12. En dernier lieu, eu égard à la gravité des manquements retenus et compte tenu de la nature des fonctions exercées par M. B, placé en position de responsabilité et d’encadrement, la sanction de licenciement prise n’apparait pas disproportionnée.
13. Il résulte de tout ce qui précède que les conclusions aux fins d’annulation présentées par M. B doivent être rejetées.
Sur la demande de communication de pièces :
14. Dans le cadre du pouvoir d’instruction qui lui est conféré par les dispositions de l’article R. 611-10 du code de justice administrative, il n’appartient qu’au seul juge administratif de décider des mesures d’instruction qu’il estime nécessaires et notamment d’exercer la faculté dont il dispose de demander aux parties la production de toutes pièces ou tous documents utiles à la solution du litige. En l’espèce, il ne résulte pas de l’instruction que la partie du rapport de l’inspection générale des services non communiquée, relative au réseau professionnel tissé par M. B et aux soupçons de prise illégale d’intérêts, serait utile à la solution du litige dès lors que ce motif ne figure pas au nombre des motifs retenus pour justifier le licenciement. De même, la communication du procès-verbal de la réunion de médiation qui s’est tenue le 29 novembre 2018 entre M. B et une agente du service n’apparait pas davantage utile à la solution du litige. Par suite, les conclusions du requérant tendant à ce que le tribunal ordonne au département de verser aux débats ces pièces ne peuvent qu’être rejetées.

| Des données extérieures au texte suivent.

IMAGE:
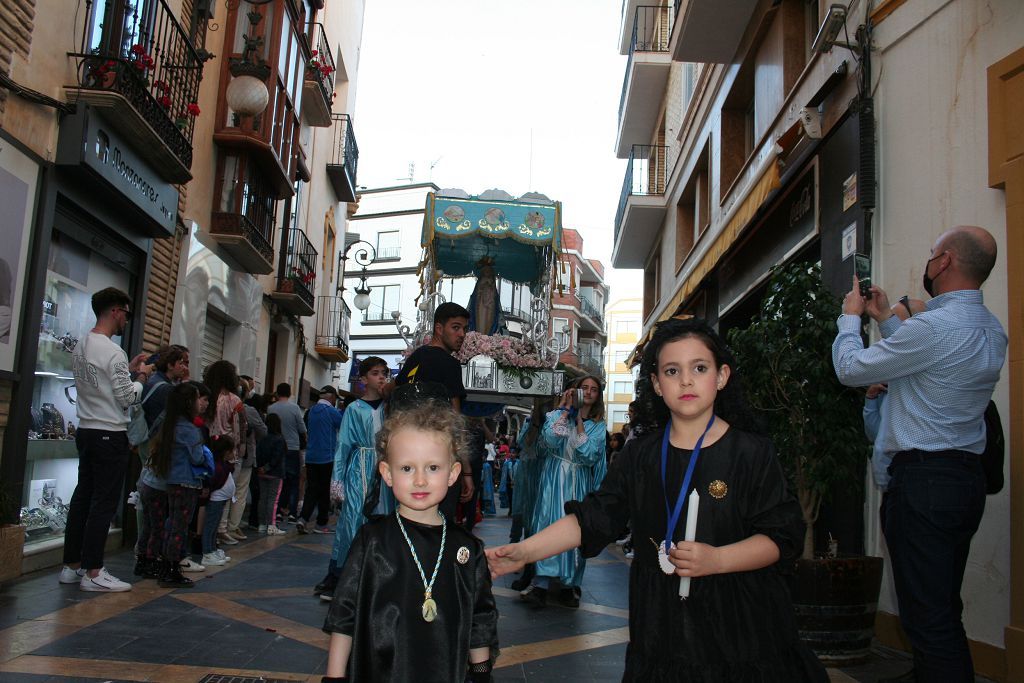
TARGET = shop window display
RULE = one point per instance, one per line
(74, 272)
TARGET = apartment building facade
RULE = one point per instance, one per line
(578, 308)
(624, 325)
(385, 235)
(762, 133)
(197, 156)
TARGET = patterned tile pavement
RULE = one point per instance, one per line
(256, 616)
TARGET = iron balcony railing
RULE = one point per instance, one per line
(592, 364)
(250, 214)
(388, 254)
(589, 308)
(141, 52)
(651, 33)
(345, 152)
(379, 315)
(298, 266)
(322, 68)
(333, 321)
(645, 175)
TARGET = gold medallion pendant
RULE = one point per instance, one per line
(429, 609)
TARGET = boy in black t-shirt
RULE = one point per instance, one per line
(433, 364)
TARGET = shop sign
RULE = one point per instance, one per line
(787, 226)
(88, 141)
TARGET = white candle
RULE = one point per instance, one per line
(693, 502)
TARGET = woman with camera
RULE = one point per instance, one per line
(573, 437)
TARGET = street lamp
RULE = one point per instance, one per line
(363, 256)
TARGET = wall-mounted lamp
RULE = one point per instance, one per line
(247, 93)
(364, 257)
(834, 23)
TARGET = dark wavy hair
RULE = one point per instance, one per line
(730, 404)
(180, 406)
(220, 377)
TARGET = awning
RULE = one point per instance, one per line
(762, 189)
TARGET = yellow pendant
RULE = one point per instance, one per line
(429, 609)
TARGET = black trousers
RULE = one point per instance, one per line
(317, 493)
(929, 515)
(102, 461)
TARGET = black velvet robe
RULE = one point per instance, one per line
(380, 594)
(734, 627)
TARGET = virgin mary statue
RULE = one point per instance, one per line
(484, 306)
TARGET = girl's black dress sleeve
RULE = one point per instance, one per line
(734, 628)
(380, 594)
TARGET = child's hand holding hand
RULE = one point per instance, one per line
(695, 559)
(505, 559)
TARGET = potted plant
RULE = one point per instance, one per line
(816, 425)
(11, 537)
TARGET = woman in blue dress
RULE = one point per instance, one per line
(573, 438)
(355, 467)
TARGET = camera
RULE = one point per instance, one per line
(862, 268)
(578, 398)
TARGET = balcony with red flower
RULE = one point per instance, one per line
(139, 69)
(317, 95)
(296, 275)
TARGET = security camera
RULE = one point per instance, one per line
(835, 22)
(810, 119)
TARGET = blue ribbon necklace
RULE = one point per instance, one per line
(673, 515)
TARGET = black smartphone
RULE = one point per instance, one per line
(862, 268)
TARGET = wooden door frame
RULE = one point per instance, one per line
(1006, 171)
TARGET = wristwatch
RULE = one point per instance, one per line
(905, 301)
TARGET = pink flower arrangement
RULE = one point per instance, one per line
(506, 351)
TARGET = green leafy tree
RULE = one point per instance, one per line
(785, 358)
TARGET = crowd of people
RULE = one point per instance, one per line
(410, 476)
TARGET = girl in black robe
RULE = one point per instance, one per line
(381, 626)
(737, 624)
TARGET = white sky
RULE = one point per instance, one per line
(467, 83)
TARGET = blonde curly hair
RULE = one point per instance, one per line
(432, 418)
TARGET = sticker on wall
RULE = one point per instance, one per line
(849, 191)
(849, 241)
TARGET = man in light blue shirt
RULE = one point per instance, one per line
(941, 367)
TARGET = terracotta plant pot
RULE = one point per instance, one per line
(11, 551)
(836, 600)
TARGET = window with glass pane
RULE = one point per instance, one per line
(389, 245)
(558, 327)
(383, 299)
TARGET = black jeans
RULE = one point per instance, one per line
(290, 486)
(929, 515)
(317, 493)
(102, 461)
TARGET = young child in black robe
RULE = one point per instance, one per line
(414, 600)
(737, 623)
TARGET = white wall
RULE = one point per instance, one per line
(932, 113)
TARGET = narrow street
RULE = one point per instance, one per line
(256, 617)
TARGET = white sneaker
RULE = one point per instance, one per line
(226, 539)
(102, 583)
(188, 564)
(69, 575)
(211, 559)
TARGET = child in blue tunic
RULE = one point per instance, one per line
(573, 437)
(355, 466)
(737, 624)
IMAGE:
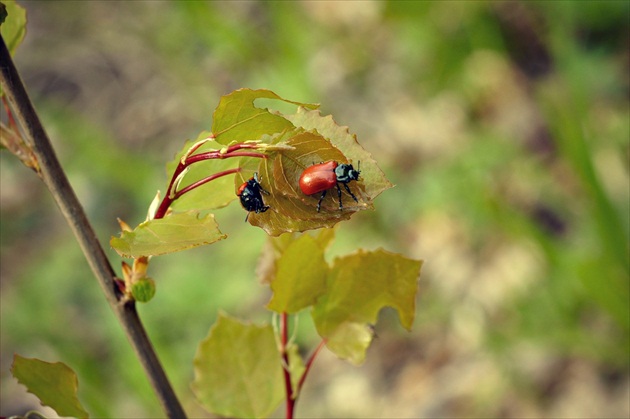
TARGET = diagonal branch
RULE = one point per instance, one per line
(57, 182)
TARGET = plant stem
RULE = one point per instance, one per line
(55, 179)
(309, 363)
(284, 337)
(215, 154)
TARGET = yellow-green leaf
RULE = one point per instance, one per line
(372, 177)
(300, 278)
(214, 194)
(175, 232)
(13, 29)
(55, 384)
(358, 287)
(296, 367)
(238, 372)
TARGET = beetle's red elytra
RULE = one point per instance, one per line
(324, 176)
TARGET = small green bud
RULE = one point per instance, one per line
(143, 290)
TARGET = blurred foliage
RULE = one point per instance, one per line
(504, 126)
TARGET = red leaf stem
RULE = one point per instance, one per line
(204, 180)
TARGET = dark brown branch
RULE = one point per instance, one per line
(57, 182)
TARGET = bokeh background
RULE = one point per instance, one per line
(504, 125)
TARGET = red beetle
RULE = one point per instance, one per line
(324, 176)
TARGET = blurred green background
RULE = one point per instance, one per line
(505, 127)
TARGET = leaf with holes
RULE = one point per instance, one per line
(237, 119)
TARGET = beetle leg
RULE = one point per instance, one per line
(350, 192)
(319, 204)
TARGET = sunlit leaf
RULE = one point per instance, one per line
(300, 276)
(276, 246)
(214, 194)
(358, 287)
(55, 384)
(175, 232)
(296, 366)
(238, 119)
(238, 372)
(13, 29)
(372, 177)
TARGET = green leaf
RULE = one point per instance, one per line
(175, 232)
(276, 246)
(301, 274)
(13, 29)
(372, 177)
(359, 286)
(238, 371)
(238, 119)
(55, 384)
(291, 210)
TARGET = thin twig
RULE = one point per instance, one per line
(284, 334)
(57, 182)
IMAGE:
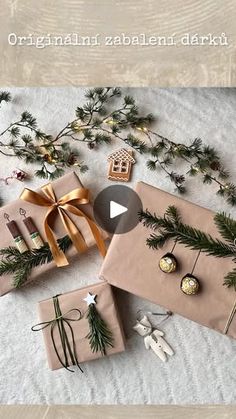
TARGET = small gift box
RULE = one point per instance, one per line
(60, 216)
(80, 326)
(131, 265)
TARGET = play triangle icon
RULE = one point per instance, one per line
(116, 209)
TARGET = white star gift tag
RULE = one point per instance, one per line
(90, 299)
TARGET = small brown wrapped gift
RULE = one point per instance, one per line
(57, 209)
(70, 304)
(131, 265)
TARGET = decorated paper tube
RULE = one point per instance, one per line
(33, 231)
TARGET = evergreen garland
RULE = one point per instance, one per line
(170, 226)
(20, 265)
(107, 115)
(100, 337)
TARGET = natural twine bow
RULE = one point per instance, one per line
(69, 350)
(68, 203)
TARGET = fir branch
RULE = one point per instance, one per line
(226, 227)
(21, 264)
(170, 226)
(230, 279)
(100, 337)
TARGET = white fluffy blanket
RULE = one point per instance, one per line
(203, 369)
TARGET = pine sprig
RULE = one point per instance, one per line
(170, 226)
(20, 265)
(100, 337)
(105, 116)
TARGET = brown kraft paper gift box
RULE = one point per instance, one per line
(132, 266)
(74, 300)
(61, 187)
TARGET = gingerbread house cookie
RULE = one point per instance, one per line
(120, 167)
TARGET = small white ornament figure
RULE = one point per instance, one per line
(153, 338)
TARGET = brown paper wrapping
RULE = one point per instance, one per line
(107, 309)
(132, 266)
(61, 186)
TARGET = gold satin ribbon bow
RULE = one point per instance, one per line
(66, 203)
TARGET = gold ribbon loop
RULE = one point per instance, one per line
(67, 203)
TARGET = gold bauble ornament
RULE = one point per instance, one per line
(190, 285)
(168, 263)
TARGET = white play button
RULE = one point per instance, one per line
(116, 209)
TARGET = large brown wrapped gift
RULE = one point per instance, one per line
(62, 187)
(132, 266)
(69, 303)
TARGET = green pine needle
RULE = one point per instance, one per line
(100, 337)
(170, 226)
(20, 265)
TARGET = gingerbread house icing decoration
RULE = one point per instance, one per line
(120, 167)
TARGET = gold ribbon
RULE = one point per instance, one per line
(66, 203)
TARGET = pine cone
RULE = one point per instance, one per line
(91, 146)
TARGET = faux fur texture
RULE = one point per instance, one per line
(203, 367)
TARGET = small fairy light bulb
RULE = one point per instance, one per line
(76, 125)
(143, 129)
(168, 263)
(16, 234)
(32, 229)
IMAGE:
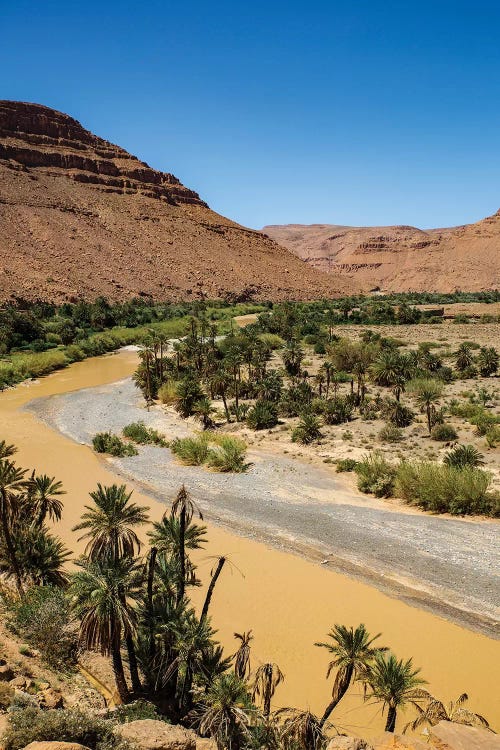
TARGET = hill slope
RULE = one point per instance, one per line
(81, 217)
(401, 258)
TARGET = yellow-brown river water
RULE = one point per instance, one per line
(288, 602)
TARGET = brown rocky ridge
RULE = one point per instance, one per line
(401, 258)
(81, 217)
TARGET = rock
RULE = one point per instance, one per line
(348, 743)
(149, 734)
(50, 698)
(450, 736)
(6, 673)
(19, 682)
(205, 744)
(390, 741)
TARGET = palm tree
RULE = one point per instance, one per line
(352, 652)
(242, 656)
(43, 494)
(394, 683)
(226, 712)
(300, 730)
(183, 508)
(267, 678)
(436, 711)
(427, 393)
(111, 535)
(110, 523)
(100, 595)
(12, 486)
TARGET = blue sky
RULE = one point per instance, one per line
(368, 112)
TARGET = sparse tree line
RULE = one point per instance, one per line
(259, 374)
(132, 603)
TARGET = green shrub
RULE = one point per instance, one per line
(441, 488)
(390, 434)
(7, 693)
(338, 410)
(464, 455)
(443, 433)
(43, 618)
(167, 393)
(376, 475)
(307, 430)
(262, 415)
(139, 433)
(228, 455)
(60, 725)
(106, 442)
(346, 464)
(191, 451)
(493, 436)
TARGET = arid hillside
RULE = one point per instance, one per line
(80, 217)
(401, 258)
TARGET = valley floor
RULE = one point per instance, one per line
(442, 564)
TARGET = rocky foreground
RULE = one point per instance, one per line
(81, 217)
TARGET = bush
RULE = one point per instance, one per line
(441, 488)
(493, 436)
(443, 433)
(338, 410)
(346, 464)
(191, 451)
(464, 455)
(139, 433)
(390, 434)
(376, 475)
(228, 455)
(262, 415)
(60, 725)
(307, 430)
(106, 442)
(43, 618)
(167, 393)
(6, 696)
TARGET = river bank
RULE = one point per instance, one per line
(289, 602)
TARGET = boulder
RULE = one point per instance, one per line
(50, 698)
(390, 741)
(348, 743)
(150, 734)
(6, 673)
(450, 736)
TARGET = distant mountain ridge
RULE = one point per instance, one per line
(401, 258)
(81, 217)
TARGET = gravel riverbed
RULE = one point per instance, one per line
(449, 566)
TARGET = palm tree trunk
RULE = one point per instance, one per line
(10, 548)
(182, 556)
(132, 663)
(339, 690)
(121, 683)
(390, 725)
(211, 588)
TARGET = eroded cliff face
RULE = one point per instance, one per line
(401, 258)
(36, 136)
(81, 217)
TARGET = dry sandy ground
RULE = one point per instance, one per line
(448, 565)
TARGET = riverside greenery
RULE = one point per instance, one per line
(134, 599)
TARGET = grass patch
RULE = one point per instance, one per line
(142, 435)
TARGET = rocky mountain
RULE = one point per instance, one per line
(401, 258)
(80, 217)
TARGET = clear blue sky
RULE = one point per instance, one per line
(347, 112)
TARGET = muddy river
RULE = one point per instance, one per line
(287, 601)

Sur les conclusions indemnitaires :
15. M. B n’est pas fondé à invoquer une illégalité fautive de la décision prononçant son licenciement. Par suite ses conclusions indemnitaires doivent être rejetées.
Sur les frais liés au litige :
16. Les dispositions de l’article L. 761-1 du code de justice administrative font obstacle à ce que le département du Nord, qui n’a pas la qualité de partie perdante, verse à M. B, la somme que celui-ci réclame au titre des frais exposés et non compris dans les dépens. Il y a lieu, en revanche, de faire application de ces dispositions et de mettre à la charge de M. B une somme de 1 000 euros à verser au département du Nord au même titre.
D E C I D E :
Article 1er : La requête de M. B est rejetée.
Article 2 : M. B versera au département du Nord la somme de 1 000 euros au titre de l’article L. 761-1 du code de justice administrative.
Article 3 : Le présent jugement sera notifié à M. A B et au département du Nord.
Délibéré après l’audience du 29 août 2023, à laquelle siégeaient :
— Mme Leguin, présidente,
— M. Borget, premier conseiller,
— Mme Piou, conseillère.
Rendu public par mise à disposition au greffe le 19 septembre 2023.
Le rapporteur,
signé
J. BORGET
La présidente,
signé
A-M. LEGUIN La greffière,
signé
C. CALIN
La République mande et ordonne au préfet du Nord en ce qui le concerne ou à tous commissaires de justice à ce requis en ce qui concerne les voies de droit commun contre les parties privées, de pourvoir à l’exécution de la présente décision.